As such, the judge said last week that Summit Carbon Solutions should be required to provide that information to the Iowa Farm Bureau Federation and the Sierra Club of Iowa, which have sought the information for more than a year.
...
Summit challenged the proposed order with the Iowa Utilities Board, which is poised to begin a final evidentiary hearing on the company’s hazardous liquid pipeline permit request in less than two weeks. It’s unclear when the board will make a decision about the order.
Summit has provided redacted versions of the contracts under a protective agreement that limits their disclosure to only attorneys representing the groups, according to IUB documents. Those attorneys must keep the information confidential.
The company argues that specific details of its arrangements with ethanol plants are not germane to its permit process and that it doesn’t trust certain attorneys to keep them secret.
But Toby Gordon, an administrative law judge for the Iowa Department of Inspections and Appeals who was tasked by the board to decide the dispute, said the contract details are necessary to verify the economic benefits of the project.
Summit’s witness testimony includes claims that ethanol plants will generate 10 to 35 cents of additional revenue per gallon if they connect to Summit’s proposed pipeline system.
The company has indicated it would connect to at least 13 ethanol facilities in Iowa that would be eligible for generous federal tax credits that reward them for capturing their carbon dioxide emissions or for producing low-carbon fuels.
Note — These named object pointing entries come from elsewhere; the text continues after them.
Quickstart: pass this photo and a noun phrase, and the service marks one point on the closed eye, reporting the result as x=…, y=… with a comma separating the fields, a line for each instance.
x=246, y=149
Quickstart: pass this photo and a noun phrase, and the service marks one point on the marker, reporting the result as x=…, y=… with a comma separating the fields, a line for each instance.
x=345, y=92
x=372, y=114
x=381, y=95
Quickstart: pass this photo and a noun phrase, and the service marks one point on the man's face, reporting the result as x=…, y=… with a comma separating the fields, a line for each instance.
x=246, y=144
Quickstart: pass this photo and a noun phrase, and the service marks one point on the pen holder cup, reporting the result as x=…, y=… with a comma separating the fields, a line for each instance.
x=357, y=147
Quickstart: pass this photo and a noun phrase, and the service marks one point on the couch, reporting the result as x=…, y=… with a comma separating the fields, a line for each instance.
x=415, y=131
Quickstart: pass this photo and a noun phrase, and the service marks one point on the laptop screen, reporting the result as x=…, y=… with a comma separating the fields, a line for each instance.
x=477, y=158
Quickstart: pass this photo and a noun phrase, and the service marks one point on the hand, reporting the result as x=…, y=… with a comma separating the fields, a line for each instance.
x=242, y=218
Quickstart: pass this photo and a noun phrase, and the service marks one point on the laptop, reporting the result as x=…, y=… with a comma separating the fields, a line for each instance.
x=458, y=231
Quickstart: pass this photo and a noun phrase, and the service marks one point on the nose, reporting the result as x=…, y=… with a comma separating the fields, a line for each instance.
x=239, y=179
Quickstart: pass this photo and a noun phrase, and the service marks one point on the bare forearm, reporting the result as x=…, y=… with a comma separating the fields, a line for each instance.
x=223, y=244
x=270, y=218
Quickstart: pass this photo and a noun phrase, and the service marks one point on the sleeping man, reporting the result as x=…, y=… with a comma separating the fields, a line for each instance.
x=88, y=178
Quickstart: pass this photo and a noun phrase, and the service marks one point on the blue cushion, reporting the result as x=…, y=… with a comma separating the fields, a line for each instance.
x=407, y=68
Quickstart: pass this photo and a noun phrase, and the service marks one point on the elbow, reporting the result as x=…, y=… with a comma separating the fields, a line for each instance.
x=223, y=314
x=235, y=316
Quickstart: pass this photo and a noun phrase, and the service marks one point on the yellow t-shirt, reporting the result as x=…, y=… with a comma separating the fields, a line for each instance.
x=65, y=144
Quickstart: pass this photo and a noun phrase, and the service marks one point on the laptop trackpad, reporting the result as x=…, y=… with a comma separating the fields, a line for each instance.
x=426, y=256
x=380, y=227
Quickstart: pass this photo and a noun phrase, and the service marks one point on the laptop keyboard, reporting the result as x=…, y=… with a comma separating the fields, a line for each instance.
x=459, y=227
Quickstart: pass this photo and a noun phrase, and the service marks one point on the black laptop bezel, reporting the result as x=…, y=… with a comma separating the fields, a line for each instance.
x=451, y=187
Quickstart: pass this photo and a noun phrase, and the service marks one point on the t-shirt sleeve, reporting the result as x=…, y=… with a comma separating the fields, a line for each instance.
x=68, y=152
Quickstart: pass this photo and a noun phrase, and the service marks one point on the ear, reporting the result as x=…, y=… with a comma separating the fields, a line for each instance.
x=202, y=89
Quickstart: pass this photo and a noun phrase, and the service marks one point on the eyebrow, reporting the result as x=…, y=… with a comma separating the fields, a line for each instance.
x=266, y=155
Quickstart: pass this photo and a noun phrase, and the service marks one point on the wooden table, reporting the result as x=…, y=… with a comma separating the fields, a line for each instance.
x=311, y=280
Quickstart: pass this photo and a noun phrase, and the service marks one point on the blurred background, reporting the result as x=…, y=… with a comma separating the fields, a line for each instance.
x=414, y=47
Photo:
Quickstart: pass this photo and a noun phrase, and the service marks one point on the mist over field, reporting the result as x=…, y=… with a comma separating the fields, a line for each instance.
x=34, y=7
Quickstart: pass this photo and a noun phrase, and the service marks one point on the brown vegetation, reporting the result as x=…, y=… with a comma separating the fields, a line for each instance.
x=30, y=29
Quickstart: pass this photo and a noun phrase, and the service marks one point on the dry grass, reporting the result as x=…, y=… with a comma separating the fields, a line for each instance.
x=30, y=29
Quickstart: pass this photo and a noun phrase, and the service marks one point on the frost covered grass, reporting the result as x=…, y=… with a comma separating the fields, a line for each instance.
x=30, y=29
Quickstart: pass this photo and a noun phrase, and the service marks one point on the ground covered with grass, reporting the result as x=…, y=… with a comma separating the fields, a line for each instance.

It would also enable the producers to sell their ethanol in low-carbon markets.
Summit says its $5.5 billion project — which would span more than 700 miles in Iowa — would help ensure the long-term viability of ethanol production in the state and would benefit the state’s agriculture.
More than half of Iowa’s corn is used to produce ethanol.
“It is these economic benefits that have been promoted as a basis for the assertion that the pipeline project ‘promotes the public convenience and necessity,’” Gordon wrote, citing a state requirement for permit approval. “This is the question the IUB must determine following a hearing on the merits.”
Companies that have proposed two other carbon dioxide pipelines in Iowa have indicated they will be paid by ethanol plants based on the amount of carbon dioxide they transport away from them.
Summit’s arrangements with the facilities are different: The company will be paid a portion of their additional revenues.
The company has declined to publicly reveal what percentage it will take.
...
The board recently denied a landowner’s motion to dismiss Summit’s permit petition, which was based on the argument that the project is not a hazardous liquid pipeline.
All of the proposed carbon dioxide pipelines will transport the greenhouse gas as a “supercritical fluid” — which has properties of gases and liquids.
A district court judge in Iowa rejected the argument in a separate case that concerned a pipeline land survey, calling it “frivolous” and “nonsensical.” The judge noted that supercritical carbon dioxide has a higher pressure and temperature than liquid carbon dioxide.
The IUB agreed with the judge’s conclusions and said state lawmakers — when they codified regulations for “liquefied carbon dioxide” pipelines — surely intended to include Summit’s project.